After several seasons showing DKNY in the restaurant du jour—Pastis, Lever House—Donna Karan brought her secondary line back to the runway for fall, specifically to her late husband Stephan Weiss' Greenwich Street studio, the location of her signature-collection shows. She didn't give in to convention entirely, because there was no assigned seating, which caused more than a few gripes. Most people, though, were delighted with the change in venue. "It's brilliant to see the clothes moving on a body," concluded one editor. Karan, who watched the show from the bleachers, demurred: "Brilliant, I don't know. But a runway show is what everyone's been asking for."

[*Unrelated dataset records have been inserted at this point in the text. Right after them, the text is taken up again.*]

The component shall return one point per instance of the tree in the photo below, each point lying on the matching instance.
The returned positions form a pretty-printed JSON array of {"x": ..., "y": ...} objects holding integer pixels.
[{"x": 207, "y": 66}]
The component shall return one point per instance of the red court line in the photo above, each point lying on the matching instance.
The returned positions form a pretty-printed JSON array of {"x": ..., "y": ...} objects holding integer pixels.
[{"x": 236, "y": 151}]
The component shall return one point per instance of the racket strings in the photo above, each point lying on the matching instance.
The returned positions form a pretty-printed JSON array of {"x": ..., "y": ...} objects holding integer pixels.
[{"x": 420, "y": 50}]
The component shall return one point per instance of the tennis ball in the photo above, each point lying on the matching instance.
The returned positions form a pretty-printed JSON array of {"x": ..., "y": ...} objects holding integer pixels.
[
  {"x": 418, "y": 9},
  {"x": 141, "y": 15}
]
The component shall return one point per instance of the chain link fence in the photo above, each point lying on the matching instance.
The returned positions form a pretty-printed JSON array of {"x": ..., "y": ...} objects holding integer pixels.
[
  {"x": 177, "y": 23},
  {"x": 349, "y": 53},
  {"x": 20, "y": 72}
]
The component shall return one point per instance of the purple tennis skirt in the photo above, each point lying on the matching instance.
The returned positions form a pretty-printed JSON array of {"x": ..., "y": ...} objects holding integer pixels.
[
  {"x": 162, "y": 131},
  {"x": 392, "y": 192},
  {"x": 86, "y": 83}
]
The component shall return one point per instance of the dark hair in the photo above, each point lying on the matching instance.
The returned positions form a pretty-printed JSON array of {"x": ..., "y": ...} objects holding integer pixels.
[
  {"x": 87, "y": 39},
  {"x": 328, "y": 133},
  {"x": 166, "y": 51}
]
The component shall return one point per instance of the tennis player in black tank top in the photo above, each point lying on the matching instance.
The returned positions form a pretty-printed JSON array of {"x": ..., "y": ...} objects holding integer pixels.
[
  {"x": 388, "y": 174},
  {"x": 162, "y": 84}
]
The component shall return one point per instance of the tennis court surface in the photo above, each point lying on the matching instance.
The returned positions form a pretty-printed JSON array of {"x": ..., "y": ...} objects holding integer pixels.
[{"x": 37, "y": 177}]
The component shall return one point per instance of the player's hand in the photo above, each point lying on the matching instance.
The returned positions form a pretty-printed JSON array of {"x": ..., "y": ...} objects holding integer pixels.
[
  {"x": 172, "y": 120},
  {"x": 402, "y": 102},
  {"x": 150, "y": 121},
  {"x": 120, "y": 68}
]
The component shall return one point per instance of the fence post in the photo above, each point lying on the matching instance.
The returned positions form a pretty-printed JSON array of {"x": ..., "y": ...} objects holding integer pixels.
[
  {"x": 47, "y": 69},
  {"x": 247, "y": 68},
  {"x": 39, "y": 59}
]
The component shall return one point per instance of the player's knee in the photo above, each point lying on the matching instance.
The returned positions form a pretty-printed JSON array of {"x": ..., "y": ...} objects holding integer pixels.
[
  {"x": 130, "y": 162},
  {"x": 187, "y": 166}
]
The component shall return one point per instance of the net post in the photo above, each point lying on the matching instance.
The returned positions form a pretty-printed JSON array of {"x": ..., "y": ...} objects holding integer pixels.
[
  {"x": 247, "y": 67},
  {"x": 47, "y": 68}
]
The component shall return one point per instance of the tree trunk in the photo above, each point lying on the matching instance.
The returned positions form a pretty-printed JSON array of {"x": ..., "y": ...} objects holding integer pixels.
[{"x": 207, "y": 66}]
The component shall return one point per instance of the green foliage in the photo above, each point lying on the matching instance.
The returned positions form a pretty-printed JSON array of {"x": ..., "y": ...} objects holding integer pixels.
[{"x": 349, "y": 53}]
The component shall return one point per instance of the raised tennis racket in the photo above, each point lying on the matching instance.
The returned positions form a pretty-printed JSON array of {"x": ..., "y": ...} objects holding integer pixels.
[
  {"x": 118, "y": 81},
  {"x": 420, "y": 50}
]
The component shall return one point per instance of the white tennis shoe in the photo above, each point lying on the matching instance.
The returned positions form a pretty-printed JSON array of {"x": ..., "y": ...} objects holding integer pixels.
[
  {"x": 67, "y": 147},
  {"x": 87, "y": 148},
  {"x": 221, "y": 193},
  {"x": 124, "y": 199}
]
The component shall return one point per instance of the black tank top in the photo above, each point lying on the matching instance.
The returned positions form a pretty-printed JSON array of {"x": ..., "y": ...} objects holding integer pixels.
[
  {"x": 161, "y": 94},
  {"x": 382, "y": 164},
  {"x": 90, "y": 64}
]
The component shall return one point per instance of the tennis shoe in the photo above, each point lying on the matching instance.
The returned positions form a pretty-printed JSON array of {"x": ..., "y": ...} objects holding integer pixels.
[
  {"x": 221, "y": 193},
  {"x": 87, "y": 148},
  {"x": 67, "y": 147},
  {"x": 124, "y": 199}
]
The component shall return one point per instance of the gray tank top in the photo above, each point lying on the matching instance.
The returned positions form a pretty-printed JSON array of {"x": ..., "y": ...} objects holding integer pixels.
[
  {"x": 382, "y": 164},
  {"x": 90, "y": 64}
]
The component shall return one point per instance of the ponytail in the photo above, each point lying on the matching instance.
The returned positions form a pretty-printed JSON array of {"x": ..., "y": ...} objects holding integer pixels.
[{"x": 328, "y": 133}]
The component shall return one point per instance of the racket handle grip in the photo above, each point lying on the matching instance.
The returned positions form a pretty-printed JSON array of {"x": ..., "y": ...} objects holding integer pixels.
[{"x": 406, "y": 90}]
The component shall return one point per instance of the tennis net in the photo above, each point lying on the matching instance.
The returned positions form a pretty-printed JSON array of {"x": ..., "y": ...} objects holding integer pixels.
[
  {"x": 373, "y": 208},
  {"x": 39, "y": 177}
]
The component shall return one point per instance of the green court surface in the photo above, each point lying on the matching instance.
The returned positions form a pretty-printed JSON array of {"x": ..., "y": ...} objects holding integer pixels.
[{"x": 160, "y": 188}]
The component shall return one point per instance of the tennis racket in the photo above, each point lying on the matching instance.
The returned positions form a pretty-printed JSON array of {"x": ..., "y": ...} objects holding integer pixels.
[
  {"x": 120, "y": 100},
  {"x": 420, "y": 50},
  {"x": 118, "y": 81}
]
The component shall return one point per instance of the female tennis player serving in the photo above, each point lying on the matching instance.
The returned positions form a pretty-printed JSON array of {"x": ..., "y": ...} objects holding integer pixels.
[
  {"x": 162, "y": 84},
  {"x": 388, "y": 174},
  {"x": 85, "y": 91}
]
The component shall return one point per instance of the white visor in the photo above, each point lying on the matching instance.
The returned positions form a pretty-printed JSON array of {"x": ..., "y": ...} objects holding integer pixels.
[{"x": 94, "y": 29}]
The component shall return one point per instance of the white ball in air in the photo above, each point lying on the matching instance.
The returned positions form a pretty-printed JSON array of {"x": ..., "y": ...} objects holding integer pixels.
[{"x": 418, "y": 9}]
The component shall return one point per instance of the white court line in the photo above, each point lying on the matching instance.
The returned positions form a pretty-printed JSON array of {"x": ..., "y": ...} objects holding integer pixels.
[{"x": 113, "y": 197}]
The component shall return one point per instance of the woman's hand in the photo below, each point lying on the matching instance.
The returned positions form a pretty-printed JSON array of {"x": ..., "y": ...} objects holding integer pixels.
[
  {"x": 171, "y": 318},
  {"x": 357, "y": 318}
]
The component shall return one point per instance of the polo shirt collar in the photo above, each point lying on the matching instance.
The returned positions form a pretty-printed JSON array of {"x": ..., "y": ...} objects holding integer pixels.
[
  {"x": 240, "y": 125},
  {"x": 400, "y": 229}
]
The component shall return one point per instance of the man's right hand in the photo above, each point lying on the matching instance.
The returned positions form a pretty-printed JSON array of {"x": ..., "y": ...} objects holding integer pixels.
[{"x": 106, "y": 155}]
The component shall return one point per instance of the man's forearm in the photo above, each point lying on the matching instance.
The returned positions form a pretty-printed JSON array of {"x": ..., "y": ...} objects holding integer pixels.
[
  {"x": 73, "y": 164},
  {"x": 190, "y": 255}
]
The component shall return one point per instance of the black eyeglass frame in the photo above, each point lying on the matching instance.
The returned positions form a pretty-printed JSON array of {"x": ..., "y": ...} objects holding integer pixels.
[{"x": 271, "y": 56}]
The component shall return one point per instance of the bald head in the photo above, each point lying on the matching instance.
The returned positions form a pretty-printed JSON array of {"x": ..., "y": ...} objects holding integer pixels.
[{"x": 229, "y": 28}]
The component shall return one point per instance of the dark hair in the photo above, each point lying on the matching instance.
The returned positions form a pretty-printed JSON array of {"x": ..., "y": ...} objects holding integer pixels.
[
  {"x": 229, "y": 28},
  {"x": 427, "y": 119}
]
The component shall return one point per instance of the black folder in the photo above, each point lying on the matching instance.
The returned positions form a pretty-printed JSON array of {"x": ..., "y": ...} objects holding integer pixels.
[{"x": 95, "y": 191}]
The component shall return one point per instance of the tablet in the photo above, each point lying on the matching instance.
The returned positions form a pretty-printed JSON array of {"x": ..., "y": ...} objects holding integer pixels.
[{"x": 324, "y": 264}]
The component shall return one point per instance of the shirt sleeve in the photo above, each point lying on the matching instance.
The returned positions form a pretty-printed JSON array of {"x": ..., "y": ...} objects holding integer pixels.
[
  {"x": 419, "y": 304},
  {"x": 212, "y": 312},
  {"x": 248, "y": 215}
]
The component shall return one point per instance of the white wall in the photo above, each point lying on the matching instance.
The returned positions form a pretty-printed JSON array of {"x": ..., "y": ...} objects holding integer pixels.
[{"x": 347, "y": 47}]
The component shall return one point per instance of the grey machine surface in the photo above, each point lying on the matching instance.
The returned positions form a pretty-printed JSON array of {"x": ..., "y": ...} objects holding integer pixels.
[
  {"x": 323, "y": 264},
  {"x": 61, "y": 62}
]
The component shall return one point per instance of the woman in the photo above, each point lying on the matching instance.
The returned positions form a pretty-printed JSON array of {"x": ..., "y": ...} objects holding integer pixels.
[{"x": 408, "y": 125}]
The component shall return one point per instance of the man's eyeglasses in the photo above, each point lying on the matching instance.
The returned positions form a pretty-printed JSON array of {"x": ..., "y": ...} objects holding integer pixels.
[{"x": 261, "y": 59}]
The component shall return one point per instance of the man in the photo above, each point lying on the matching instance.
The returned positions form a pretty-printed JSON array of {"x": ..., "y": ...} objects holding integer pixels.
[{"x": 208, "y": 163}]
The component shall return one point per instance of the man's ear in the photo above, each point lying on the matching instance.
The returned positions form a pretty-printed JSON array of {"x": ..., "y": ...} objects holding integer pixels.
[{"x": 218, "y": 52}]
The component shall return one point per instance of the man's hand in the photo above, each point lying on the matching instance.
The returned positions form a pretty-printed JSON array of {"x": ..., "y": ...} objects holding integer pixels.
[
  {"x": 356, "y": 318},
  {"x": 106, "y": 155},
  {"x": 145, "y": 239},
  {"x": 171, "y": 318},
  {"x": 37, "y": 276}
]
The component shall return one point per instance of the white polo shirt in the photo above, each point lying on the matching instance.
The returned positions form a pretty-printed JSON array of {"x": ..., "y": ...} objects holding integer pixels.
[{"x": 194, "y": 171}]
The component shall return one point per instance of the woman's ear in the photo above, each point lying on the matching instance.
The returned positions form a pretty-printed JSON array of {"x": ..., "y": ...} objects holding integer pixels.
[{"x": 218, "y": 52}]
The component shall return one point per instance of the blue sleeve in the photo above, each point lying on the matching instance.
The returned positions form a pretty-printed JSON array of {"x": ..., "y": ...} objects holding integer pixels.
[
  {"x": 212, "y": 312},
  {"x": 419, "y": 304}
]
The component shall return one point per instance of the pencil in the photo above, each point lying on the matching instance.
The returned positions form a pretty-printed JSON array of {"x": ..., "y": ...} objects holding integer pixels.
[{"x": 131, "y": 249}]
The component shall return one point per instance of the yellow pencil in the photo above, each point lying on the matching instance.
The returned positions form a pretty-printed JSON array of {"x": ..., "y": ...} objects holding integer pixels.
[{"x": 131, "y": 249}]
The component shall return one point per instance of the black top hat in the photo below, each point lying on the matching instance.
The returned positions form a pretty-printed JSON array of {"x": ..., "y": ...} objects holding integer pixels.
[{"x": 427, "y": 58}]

Of course, DKNY is about giving the people what they want, and Karan has paid close attention to the young urban woman's current uniform. Hence, the presence of such cool accessories as wide, waist-cinching belts, opaque tights, engineer caps, and silk ribbons to tie around the neck. From there, she explored masculine/feminine juxtapositions like peacoats and boyfriend sweaters paired with flippy bubble minis or a puff-sleeve blouse teamed with a man's vest and gauchos. When the looks weren't monochromatic in deep shades of navy, chocolate, and black, colors were thrown together with schoolgirl naiveté. Those "spontaneous" combinations seemed like a concession to the catwalk, not something that would necessarily fly in real life. That's where Karan's crinkle-silk dresses, some tissue-padded for extra volume, came in. Layer one over a little tank or top it with a shrunken cardigan and you're out the door.